- 3/4 cup penne pasta (or half a 12 oz box)
- 1 cup tomato-based pasta sauce, or more if desired
- 1 medium zucchini (courgette)
- 1 medium tomato
- 1/4 cup black olives, pitted and sliced
- 1 cup shredded cheese (mozzerella, provolone, parmesian or muenster are good options)
- salt and fresh ground pepper, to taste
This was inspired by baked mac n' cheese popular in the American South, which is a casserole-type dish. This keeps well in the fridge, and I often find myself eating this for lunch for a few days straight, hence the "Bachelorette" part of the name. You'll need a ceramic or glass pan that can hold a volume of 6 cups or a little more.
1. Cook the penne pasta according to the instructions on the package. Once cooked, drain pasta in a colander and set aside. Preheat the oven to 350 F.
2. While the pasta drains, cut the zucchini in half lengthwise, then chop in small slices. Cut the stem-end of the tomato with a serrated knife. Hold the tomato over a sink or trash can, and remove the seeds by slightly squeezing the tomato and giving it a good, downward shake. This will remove most of the seeds, making the tomato easier to work with. Chop the tomato into small chunks--about an inch or a few centimeters long is fine.
3. Put pasta, tomatoes, zucchini and the sliced olives into the glass or ceramic pan. Mix the ingredients well.
4. Add pasta sauce and mix the sauce to coat the pasta and veggies evenly. Add salt and pepper to taste at this point, or hold off until the dish is served.

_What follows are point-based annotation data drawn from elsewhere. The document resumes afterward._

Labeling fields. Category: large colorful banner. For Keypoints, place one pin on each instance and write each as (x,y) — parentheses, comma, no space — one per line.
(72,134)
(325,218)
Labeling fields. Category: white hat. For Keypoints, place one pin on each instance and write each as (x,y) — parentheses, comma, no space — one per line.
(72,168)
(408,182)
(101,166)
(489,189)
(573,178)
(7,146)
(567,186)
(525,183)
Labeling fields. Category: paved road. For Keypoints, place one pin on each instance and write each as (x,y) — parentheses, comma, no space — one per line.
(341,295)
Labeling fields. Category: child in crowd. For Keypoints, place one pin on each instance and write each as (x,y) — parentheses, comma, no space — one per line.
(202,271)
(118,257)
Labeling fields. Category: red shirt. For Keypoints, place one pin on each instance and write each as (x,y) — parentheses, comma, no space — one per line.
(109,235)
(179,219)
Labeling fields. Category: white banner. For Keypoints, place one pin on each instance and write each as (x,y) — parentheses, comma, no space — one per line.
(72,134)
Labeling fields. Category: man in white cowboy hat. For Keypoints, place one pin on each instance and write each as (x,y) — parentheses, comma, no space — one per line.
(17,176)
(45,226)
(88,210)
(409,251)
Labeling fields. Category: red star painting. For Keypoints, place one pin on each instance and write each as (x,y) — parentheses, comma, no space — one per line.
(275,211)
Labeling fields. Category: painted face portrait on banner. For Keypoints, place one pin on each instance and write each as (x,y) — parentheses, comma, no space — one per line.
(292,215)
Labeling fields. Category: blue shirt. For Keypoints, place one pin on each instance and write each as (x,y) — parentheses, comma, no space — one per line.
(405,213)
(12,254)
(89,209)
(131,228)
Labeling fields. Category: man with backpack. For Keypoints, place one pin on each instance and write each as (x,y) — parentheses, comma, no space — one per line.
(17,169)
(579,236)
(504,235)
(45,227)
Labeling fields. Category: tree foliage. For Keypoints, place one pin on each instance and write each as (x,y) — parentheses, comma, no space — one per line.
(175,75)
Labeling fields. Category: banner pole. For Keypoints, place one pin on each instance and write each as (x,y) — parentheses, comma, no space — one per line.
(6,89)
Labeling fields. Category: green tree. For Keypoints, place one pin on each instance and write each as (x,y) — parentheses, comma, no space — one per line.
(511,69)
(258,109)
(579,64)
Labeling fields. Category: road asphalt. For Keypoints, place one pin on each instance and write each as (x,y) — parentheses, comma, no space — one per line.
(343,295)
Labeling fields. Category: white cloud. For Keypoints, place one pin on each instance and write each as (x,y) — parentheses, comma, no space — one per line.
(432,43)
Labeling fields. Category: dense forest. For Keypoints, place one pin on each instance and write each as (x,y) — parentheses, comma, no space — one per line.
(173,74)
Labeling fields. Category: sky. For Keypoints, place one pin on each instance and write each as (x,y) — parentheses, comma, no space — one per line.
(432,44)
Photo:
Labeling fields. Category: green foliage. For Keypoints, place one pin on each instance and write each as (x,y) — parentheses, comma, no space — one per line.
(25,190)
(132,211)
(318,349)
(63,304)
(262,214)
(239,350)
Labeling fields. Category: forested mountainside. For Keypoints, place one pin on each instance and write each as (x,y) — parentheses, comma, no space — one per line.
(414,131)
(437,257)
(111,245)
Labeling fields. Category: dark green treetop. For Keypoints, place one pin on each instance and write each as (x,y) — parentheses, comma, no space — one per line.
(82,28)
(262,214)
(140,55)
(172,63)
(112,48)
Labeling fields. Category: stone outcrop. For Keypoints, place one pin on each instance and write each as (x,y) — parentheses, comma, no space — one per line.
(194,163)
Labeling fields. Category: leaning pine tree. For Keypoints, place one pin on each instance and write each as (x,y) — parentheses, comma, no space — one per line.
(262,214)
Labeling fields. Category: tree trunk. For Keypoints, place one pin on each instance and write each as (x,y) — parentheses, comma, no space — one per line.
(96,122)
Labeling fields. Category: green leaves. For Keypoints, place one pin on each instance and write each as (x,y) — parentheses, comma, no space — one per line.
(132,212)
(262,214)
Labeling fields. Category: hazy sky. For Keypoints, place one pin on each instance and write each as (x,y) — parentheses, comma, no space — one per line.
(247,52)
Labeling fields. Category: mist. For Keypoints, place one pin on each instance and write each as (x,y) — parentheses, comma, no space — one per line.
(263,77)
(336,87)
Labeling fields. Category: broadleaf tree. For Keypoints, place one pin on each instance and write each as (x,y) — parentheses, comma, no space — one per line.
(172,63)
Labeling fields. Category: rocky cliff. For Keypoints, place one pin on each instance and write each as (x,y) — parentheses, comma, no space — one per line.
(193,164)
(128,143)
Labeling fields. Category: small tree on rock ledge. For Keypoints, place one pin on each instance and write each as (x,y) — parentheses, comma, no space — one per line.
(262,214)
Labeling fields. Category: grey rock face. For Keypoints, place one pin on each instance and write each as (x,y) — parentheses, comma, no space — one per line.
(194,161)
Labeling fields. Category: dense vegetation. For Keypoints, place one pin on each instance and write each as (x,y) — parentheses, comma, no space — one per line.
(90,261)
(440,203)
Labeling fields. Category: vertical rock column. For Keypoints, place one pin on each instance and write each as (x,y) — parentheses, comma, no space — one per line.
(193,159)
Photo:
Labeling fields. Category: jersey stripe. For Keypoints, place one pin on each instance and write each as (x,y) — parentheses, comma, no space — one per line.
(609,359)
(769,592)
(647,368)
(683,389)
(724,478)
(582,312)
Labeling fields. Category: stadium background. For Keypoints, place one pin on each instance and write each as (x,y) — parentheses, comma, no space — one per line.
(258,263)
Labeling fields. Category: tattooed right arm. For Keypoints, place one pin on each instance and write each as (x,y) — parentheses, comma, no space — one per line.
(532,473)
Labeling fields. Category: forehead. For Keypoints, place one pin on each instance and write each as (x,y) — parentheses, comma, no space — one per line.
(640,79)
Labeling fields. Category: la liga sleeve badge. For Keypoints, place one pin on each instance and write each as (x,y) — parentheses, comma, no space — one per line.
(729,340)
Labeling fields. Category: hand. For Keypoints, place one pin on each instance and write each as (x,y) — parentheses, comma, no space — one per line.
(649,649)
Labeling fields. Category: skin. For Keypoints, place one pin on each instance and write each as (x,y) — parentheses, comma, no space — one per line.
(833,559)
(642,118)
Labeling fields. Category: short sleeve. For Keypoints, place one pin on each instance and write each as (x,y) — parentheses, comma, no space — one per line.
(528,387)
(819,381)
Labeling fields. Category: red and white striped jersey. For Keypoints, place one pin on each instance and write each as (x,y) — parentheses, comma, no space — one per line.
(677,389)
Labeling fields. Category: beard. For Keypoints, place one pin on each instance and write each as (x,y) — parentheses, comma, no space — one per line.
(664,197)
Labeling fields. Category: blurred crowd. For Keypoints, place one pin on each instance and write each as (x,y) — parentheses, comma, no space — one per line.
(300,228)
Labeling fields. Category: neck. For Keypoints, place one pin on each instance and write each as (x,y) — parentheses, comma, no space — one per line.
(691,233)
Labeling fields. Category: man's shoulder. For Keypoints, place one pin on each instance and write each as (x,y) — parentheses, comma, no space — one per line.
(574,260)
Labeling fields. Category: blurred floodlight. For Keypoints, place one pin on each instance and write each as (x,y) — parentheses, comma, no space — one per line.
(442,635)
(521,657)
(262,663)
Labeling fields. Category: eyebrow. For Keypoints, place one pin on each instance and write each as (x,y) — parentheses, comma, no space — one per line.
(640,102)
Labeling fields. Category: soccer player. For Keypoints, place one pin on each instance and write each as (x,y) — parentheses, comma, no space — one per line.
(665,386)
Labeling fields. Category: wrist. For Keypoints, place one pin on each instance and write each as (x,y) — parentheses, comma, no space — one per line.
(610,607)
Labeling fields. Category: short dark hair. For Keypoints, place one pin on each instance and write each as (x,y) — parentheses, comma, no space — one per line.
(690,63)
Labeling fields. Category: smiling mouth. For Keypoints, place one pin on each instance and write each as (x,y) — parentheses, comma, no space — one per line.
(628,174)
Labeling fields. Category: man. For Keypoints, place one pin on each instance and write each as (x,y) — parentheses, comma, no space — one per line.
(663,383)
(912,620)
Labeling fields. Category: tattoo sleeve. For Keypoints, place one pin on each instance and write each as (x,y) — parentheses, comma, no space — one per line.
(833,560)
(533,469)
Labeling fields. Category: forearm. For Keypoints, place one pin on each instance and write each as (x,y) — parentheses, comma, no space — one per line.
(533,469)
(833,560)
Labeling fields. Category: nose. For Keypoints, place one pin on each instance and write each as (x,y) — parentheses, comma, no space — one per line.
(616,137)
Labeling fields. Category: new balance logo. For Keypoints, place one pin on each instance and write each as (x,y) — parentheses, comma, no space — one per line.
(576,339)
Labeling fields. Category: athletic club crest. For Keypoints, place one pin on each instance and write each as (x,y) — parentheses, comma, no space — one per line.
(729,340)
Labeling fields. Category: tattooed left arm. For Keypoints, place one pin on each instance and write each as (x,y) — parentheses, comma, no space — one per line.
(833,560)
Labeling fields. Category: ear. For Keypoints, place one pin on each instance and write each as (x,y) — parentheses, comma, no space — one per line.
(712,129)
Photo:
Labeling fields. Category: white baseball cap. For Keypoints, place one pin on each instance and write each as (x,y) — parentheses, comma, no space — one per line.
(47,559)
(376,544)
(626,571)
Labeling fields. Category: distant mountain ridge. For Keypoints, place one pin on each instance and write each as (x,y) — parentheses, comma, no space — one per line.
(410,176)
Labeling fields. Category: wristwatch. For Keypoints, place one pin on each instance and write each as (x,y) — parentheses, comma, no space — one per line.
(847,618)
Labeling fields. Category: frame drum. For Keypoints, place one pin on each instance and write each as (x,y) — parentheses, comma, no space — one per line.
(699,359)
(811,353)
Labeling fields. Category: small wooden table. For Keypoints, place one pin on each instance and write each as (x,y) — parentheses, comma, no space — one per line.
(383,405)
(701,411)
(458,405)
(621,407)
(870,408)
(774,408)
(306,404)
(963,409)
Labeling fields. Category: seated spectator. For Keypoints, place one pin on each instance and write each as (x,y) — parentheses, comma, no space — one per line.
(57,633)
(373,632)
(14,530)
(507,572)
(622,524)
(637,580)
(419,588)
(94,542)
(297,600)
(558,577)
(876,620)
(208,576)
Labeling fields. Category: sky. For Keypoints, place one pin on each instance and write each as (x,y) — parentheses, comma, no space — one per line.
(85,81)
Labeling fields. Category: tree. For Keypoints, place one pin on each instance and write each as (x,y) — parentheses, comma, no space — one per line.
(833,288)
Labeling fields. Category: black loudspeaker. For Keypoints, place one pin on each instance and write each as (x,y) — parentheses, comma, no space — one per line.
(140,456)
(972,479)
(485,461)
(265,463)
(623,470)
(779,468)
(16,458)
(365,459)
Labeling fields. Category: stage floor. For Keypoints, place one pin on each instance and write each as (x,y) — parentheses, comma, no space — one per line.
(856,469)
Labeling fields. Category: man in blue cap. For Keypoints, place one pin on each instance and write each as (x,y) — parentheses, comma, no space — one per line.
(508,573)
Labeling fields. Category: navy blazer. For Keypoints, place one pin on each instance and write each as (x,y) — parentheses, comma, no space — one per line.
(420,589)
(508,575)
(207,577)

5. Sprinkle the cheese on top of the dish evenly, being careful that the amount won't overflow out of the dish and into the oven. You'll want there to be a layer of cheese over the pasta and veggies, but it doesn't matter much if there's an errant piece of pasta or zucchini poking above the cheese surface.
6. Place the pasta concoction in the oven and let bake for 20-25 minutes, or until the cheese along the edge of the pan appears brown and crispy (but not burnt).
7. Allow to cool a bit before serving with a slotted spoon.